2013/11/02

【現場最前線】全国初のコンクリートダム撤去 荒瀬ダム本体等撤去工事

全国初の本格的なコンクリートダム撤去工事として注目を集める熊本県営荒瀬ダム。着工から1年が経過した今、ダム堤体に水位低下設備が設置され、上流部で貯水池に沈んでいた瀬が姿を現すなど以前の川の流れを取り戻しつつある。施工はフジタ・中山建設JVが担当、想定外の課題に対応しながら未知の領域に挑んでいる。


◇球磨川の発電専用ダム

 荒瀬ダムは、熊本県の急流・球磨川に1955年に建設された発電専用ダム。老朽化により、維持修繕や環境対策に多額の費用が見込まれることから撤去が検討され、最終的に2010年3月31日のダム水利権失効に伴い完全撤去が決まった。11年12月にダム除去許可を受け、12年8月に安全祈願祭を開き、本格着工した。
 工事は右岸先行スリット撤去工法で進められる。18年3月20日までの工期を年度ごとに6工程に分け、撤去範囲を設定して進める。施工に際しては、川に生息するアユの生育などに配慮し、堤防内の河川工事が渇水期の11月初旬から3月中旬まで、さらに水域内での工事は2月までの実質3.5カ月という厳しい制約が課せられている。
 桑本卓総合所長は、「工期がタイトな上に当時の詳しい図面や資料がそろっていない。まさに手探り状態からのスタートだった」と振り返る。
 初年度は、まず堤体上部の管理橋を工事用に拡幅し、上下流の仮設工事を実施した上で右岸側の洪水吐ゲートの撤去を進めた。下流側の施工ヤードを確保するために貯水池の水位を下げる必要があり、渇水期を待って水位低下設備工事を実施した。

◇FONドリル工法



具体的には、上流側にゲートを設置し、下流から放流工となる矩形トンネルを掘削する。掘削工事には、堤体構造への影響を抑え、迅速に施工できるフジタの保有技術「FONドリル工法」を採用した。
 ところが、ゲート設置前の調査ボーリングで河床にある岩盤が想定より高い位置にあることが判明した。
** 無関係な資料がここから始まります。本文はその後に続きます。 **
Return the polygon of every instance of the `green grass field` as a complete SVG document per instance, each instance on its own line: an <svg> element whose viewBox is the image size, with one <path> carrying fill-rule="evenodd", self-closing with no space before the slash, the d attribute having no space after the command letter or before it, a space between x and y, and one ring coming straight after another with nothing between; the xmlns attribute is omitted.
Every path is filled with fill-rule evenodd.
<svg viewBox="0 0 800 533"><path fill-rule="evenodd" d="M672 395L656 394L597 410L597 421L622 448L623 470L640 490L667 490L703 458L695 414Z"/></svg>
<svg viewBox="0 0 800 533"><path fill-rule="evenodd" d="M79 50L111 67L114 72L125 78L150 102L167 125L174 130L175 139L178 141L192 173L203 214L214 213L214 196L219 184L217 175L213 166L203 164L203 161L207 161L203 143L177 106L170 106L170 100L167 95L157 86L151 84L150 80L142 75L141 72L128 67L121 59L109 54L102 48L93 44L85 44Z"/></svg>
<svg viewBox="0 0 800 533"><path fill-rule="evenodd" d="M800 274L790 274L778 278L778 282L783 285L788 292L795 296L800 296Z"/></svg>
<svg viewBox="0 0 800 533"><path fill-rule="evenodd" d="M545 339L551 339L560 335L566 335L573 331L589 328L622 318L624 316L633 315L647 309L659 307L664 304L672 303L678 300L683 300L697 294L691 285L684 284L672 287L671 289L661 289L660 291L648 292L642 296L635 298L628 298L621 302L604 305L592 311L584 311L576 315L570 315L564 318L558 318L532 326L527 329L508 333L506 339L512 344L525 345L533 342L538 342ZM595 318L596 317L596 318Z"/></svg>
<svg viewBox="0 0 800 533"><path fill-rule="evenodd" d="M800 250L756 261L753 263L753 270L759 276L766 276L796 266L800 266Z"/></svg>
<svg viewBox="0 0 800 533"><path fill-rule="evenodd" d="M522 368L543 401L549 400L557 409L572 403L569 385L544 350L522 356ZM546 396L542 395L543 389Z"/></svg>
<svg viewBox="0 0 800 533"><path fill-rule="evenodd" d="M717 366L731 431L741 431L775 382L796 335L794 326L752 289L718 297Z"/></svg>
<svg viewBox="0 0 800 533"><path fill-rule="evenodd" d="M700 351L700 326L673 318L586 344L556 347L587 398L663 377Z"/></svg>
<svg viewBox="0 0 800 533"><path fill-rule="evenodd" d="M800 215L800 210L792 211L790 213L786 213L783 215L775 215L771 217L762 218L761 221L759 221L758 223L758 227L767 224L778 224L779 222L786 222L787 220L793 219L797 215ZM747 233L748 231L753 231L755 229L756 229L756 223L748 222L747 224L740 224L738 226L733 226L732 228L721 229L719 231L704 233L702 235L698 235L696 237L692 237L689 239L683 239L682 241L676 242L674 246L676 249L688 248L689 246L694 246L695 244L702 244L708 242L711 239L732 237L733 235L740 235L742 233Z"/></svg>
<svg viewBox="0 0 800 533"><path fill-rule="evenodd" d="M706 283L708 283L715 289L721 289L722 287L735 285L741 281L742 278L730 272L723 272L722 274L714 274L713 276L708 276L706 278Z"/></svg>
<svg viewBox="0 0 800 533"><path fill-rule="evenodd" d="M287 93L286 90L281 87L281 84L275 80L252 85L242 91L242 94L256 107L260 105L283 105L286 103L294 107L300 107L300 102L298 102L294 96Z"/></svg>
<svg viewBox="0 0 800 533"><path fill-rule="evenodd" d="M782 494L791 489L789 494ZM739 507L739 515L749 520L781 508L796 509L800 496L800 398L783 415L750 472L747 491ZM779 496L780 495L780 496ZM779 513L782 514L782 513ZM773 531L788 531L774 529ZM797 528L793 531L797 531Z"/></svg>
オールケーシング工法で除去作業を進めたが、堤体のあごの部分から下は機械施工できず、潜水工による人力での除去作業となった。視界50cm程度と厳しい施工環境下での作業にひと月近くを要した。FONドリルによる掘削も、当時のコンクリート骨材が均質でないため、オペレーターが習熟するのに時間を要した。結局、2本の放流工トンネルのうち1本は1.7m分の掘削が残り、予定のことし3月までに完了したゲートは1門だけだった。
 桑本総合所長、宮地利宗所長は「この工事は一つひとつ手順を踏んで進める直列型の施工が特長。複数の工事を並列で進めることができないため、ほかの工程で少しずつ遅れを取り戻していく」と気を引き締める。

◇技術データ少ない

 これまでに、右岸側門柱と洪水吐きゲートの7、6門目の撤去を完了、現在は9本のピアのうち8番目、7番目の上部の撤去工事を進めている。今年度中に右岸側の管理橋3スパンと門柱の下部を撤去する。撤去工法はワイヤーソー工法、クラッカー工法、発破の3工法を試験施工し、安全で環境にやさしいワイヤーソー工法を採用している。今後は、撤去個所の特性や安全性、環境面などを考慮しながら最適な工法を選定し、施工する。
 来年度は、いよいよ河川内の堤体撤去に着手する。桑本総合所長は「技術的データが少なく、どういう性質のものかやってみて初めて分かることが多い。3年目までで一通りの工程を経験すれば、ある程度状況が把握できるのでは」と語り、今後の工事展開に期待を込める。その上で、「造る時もそうだが、まったく同じ現場はないからここでの技術がすべて他の現場に適用できるとは限らない。ただ、ダムのメンテナンスなどに利用できるコアな技術を習得できるいいチャンスになる」と未知の経験を今後の技術に生かす。